Over the last 20 years, the goal of EU membership has proved an invaluable asset for stabilizing, democratizing, and modernizing the western Balkans. Now it is up to the region's leaders to overcome the remaining obstacles, starting with an understanding between the governments of Serbia and Kosovo over Kosovar independence.

ROME – Twenty years after the collapse of Yugoslavia and the communist regime in Albania, the western Balkans region is at a turning point once again. Slovenia is in the European Union, Croatia is very close to membership, and all of the region’s other countries have started along the EU path. Yet there remains a danger that this positive progress can still be undermined.

Indeed, although EU integration is already bringing democracy and stability to the countries of the Balkans, it is an unfinished job, and completing that task is both vital and uncertain. The current economic crisis is leading public opinion in the western Balkans to lose confidence that peace and economic growth are still within reach, creating the risk of a possible slowdown in the integration process.

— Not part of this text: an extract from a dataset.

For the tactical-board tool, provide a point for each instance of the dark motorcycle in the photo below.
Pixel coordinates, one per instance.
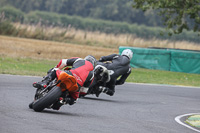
(53, 96)
(102, 76)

As a whole, the region has made notable progress. Pro-European governments are now in place across the Balkans. The recent elections in Bosnia show that the electorate is still ethnically oriented. It is our task – with the support of the new Bosnian leadership – to redirect this approach to a genuine European mindset. Democratic reforms are proving to be an increasingly effective cure for the instability created in the past by nationalism and ethnic strains. The key issue is to ensure that the western Balkans keeps its focus on the European agenda, which means that the EU must provide guidance and encouragement through tangible initiatives.